Uma vez que a microbiota influencia o SNC através de várias vias imunológicas (interferon tipo I, inflamassoma e fator nuclear kappa B), é razoável considerar a sua contribuição na progressão de vários distúrbios neurológicos³. Por exemplo, um estudo de caso-controle comparando crianças chinesas com transtorno do déficit de atenção e hiperatividade (TDAH) com controles saudáveis mostrou que aquelas com TDAH têm níveis mais baixos de Faecalibacterium e Veillonellaceae, enquanto Odoribacter e Enterococcus estavam significativamente aumentados4.
Microbioma e o crescimento corporal
Evidências atuais sugerem que uma série de bactérias estão associadas à desnutrição ou ao crescimento saudável durante os primeiros mil dias. Primeiramente, durante a gestação, uma microbiota vaginal com baixa diversidade e rica em Lactobacillus está associada ao nascimento a termo e ao peso normal ao nascer em ambientes de alta renda. Por outro lado, uma microbiota vaginal mais diversificada, rica em Prevotella spp., Gemella spp. e Corynebacterium, está associada à redução do escore Z de comprimento para a idade no recém-nascido (RN). Uma maior quantidade de Bifidobacterium longum e Streptococcus thermophilus estão associadas a um crescimento saudável nos primeiros seis meses de idade (essas bactérias são menos prevalentes na desnutrição no início da vida). Durante esse período, a amamentação está associada a maiores quantidades de Bacteroides e Bifidobacterium. Posteriormente, ainda na infância, Akkermansia muciniphila superior, Faecalibacterium prausnitzii, Lactobacillus, Methanobrevibacter smithii e anaeróbios obrigatórios estão associados ao crescimento saudável. Já o Staphylococcus aureus, Escherichia coli e outras espécies estão associadas à desnutrição aguda grave5.

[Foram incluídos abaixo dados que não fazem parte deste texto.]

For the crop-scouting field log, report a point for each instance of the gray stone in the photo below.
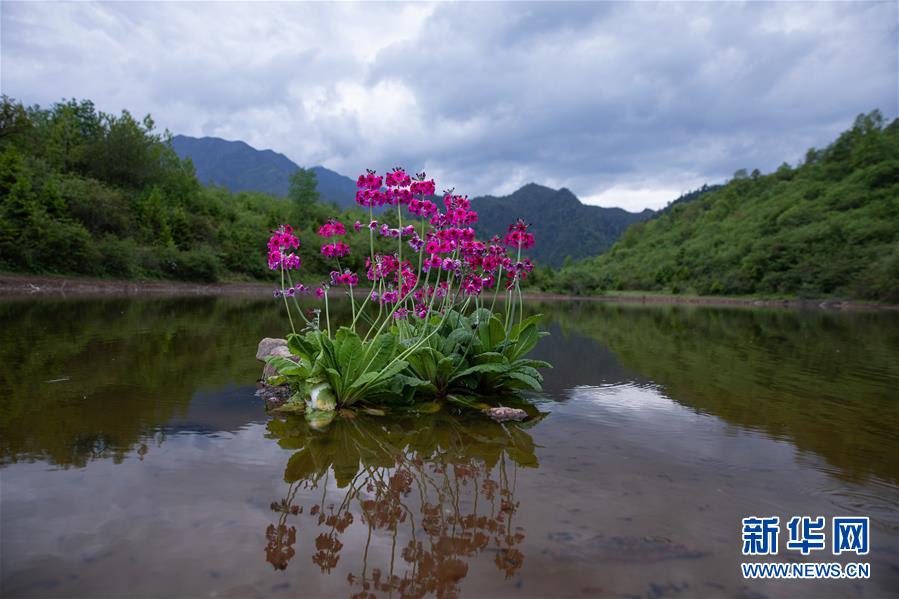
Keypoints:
(267, 347)
(282, 351)
(502, 413)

A desnutrição é influenciada por infecções, transporte de patógenos e impacto metabólico de comunidades microbianas intestinais comensais “disbióticas” em bebês durante os primeiros mil dias. A formação tardia ou imatura da microbiota intestinal está subjacente à desnutrição aguda grave em crianças, pois a microbiota intestinal afeta o eixo somatotrópico através da regulação do fator de crescimento semelhante à insulina tipo 1 (IGF1) e da produção do hormônio do crescimento (GH), afetando, dessa forma, o crescimento5.
Microbioma e o desenvolvimento do sistema imune
Atualmente, existem evidências crescentes de que o sistema imunológico infantil e o MI estão intimamente conectados, interagem e amadurecem juntos. Ademais, os desequilíbrios no MI e as perturbações no sistema imunitário também podem estar causalmente ligados ao desenvolvimento e progressão de doenças6, como alergias e asma¹. Recentemente, uma revisão sistemática com metanálise mostrou que o Lactobacillus rhamnosus G (LGG) pode ter evidências de qualidade moderada para promover a tolerância oral em crianças com alergia à proteína do leite de vaca (APLV) e pode facilitar a recuperação dos sintomas intestinais7.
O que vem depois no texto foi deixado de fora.